Chacun a un jour voulu se rapprocher de quelqu’un d’important, un mentor, un chef, une personne qu’on admire, tout en luttant contre le désir d’être reconnu pour cela. Jean, fils de Zébédée, a vécu cette même tension de très près : il en est venu à être appelé « le disciple que Jésus aimait », et pourtant, il a porté, pendant des années, une ambition qui a dû être confrontée.

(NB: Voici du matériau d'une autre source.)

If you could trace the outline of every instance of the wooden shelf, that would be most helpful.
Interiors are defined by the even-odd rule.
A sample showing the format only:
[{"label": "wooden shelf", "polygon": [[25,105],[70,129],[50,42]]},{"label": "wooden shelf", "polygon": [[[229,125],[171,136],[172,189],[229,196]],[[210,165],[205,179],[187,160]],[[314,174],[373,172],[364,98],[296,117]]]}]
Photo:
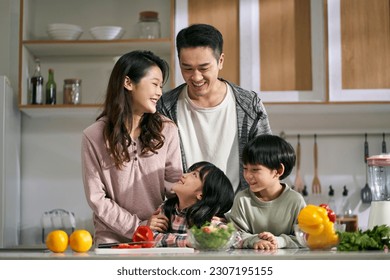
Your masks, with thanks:
[{"label": "wooden shelf", "polygon": [[147,49],[159,54],[169,55],[171,41],[160,39],[126,39],[126,40],[27,40],[23,41],[31,54],[38,57],[49,56],[115,56],[131,50]]},{"label": "wooden shelf", "polygon": [[100,104],[80,105],[20,105],[20,111],[31,118],[40,117],[94,117],[102,111]]}]

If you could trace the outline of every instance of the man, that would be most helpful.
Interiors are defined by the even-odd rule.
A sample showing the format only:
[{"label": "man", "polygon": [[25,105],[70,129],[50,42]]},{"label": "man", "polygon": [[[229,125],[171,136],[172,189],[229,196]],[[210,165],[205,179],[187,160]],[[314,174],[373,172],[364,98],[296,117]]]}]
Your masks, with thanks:
[{"label": "man", "polygon": [[271,134],[258,95],[219,78],[223,37],[213,26],[194,24],[176,36],[184,84],[163,94],[158,111],[179,127],[183,169],[210,161],[229,177],[235,192],[248,187],[240,156],[259,134]]}]

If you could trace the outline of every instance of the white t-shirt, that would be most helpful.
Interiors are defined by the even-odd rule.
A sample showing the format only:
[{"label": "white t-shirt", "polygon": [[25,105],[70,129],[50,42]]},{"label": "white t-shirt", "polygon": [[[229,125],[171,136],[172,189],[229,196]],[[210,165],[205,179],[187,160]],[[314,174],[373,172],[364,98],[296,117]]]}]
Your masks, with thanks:
[{"label": "white t-shirt", "polygon": [[236,103],[227,86],[224,100],[215,107],[195,105],[184,87],[177,102],[177,122],[187,166],[209,161],[230,179],[234,191],[240,183]]}]

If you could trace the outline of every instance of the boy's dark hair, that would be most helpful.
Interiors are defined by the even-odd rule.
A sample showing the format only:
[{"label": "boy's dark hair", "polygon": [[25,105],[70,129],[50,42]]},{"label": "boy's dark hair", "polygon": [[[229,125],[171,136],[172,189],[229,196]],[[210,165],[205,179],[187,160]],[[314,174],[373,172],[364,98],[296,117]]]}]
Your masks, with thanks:
[{"label": "boy's dark hair", "polygon": [[242,152],[243,164],[261,164],[270,169],[278,169],[284,165],[284,173],[280,180],[290,175],[295,166],[294,148],[277,135],[259,135],[249,141]]},{"label": "boy's dark hair", "polygon": [[[193,225],[201,227],[205,222],[210,222],[214,216],[224,218],[224,214],[230,210],[234,200],[233,186],[221,169],[210,162],[201,161],[193,164],[188,172],[195,170],[199,170],[203,182],[202,199],[187,209],[188,227]],[[178,201],[177,197],[173,197],[165,202],[164,214],[169,220]]]},{"label": "boy's dark hair", "polygon": [[176,36],[176,49],[180,59],[183,48],[209,47],[218,60],[223,52],[223,36],[218,29],[208,24],[193,24],[179,31]]}]

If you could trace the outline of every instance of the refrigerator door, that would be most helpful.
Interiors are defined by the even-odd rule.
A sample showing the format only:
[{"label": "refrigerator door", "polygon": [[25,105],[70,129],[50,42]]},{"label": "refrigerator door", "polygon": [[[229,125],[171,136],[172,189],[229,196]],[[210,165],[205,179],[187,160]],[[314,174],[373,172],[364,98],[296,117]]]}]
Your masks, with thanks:
[{"label": "refrigerator door", "polygon": [[0,248],[19,245],[20,134],[17,96],[0,76]]}]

Pêcheur en Galilée, fils de Zébédée et frère de Jacques, Jean laissa ses filets à l’instant même où Jésus l’appela, au bord du lac (Marc 1:19-20). Jésus donna à lui et à Jacques le surnom de Boanergès, fils du tonnerre (Marc 3:17), reflet du tempérament intense des deux frères.
Ce tempérament se manifesta lorsque Jean voulut faire descendre le feu du ciel sur un village samaritain qui avait rejeté Jésus (Luc 9:54), et lorsqu’il demanda, avec son frère, les places d’honneur dans le royaume (Marc 10:35-37). Jésus ne les rejeta pas pour autant ; il enseigna que la grandeur, dans son royaume, consiste à servir.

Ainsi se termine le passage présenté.